Smaller groups that are part of MARA Patani – Gerakan Mujahideen Islami Patani (GMIP), Barisan Islam Pembebasan Patani (BIPP) and Patani United Liberation Organization (PULO) – are looking to reap political gain from the talks, as Abuza put it.
“The latter groups really control very few militants on the ground. And so they are trying to leverage something from these peace talks, out of nothing,” he said.
Soon after BRN issued its statement, Col. Kasturi Mahkota, a spokesman for MARA Patani who belongs to PULO, told BenarNews that the peace process remained on track.
“MARA Patani will continue with the negotiations and MARA Patani will make sure that the talks become official in the near future,” he said then, adding. “Personally, what happened within BRN – those who are for and against the peace-talk process – is normal.”
Local support
The Thai government, meanwhile, says the talks will forge ahead.
In October, Lt. Gen. Nakrob Boonbuathong, secretary of the Thai negotiating team, told BenarNews that formal peace talks would open this month.

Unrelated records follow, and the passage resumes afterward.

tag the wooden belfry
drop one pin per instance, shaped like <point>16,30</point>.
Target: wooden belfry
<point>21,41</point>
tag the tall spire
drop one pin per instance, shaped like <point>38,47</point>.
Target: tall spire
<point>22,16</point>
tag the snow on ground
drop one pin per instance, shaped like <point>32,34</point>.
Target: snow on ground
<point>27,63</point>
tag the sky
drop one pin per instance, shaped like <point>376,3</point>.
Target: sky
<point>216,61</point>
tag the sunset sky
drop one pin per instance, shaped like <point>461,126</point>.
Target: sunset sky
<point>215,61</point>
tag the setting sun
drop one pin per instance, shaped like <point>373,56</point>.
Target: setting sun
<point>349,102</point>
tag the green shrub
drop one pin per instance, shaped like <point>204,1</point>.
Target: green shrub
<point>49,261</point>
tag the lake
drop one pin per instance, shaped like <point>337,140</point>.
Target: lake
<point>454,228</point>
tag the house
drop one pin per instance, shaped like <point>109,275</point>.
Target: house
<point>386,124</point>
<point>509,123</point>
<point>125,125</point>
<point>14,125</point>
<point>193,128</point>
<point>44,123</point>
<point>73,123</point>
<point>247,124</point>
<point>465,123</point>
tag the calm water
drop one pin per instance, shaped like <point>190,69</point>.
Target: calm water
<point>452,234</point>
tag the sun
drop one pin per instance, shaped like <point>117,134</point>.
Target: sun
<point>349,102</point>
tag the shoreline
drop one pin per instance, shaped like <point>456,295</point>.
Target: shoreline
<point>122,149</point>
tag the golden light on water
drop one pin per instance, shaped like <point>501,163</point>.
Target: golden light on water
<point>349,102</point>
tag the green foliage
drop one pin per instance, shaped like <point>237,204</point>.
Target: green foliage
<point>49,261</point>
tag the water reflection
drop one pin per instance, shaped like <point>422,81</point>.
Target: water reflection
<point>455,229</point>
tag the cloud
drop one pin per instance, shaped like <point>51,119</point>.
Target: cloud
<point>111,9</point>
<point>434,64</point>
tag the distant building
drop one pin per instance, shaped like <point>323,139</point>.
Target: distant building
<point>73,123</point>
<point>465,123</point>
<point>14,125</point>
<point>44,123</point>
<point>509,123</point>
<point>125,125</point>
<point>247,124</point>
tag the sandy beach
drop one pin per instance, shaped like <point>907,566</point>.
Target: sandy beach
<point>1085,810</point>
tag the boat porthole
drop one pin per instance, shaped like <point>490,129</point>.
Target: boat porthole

More recently, chief negotiator Gen. Aksara Kerdpol said the next round of pre-talks would take place sometime in December.
Srisompob Jitpiromsri, who directs Deep South Watch, a peace monitoring and advocacy group based in southern Pattani province, disagreed with assessments that peace efforts are faltering.
“Since MARA Patani’s debut, it made its image clear and locals understand its goal and approach, so there should not be any problem with the talks continuing,” Srisompob told BenarNews.
“In regard with the current Thai government’s sincerity, we can see there is documentation that supports its policy of honoring peace talks and there are peace-supporting projects,” he added.
Pimuk Rakkanam, Hata Wahari and Nasueroh contributed to this report.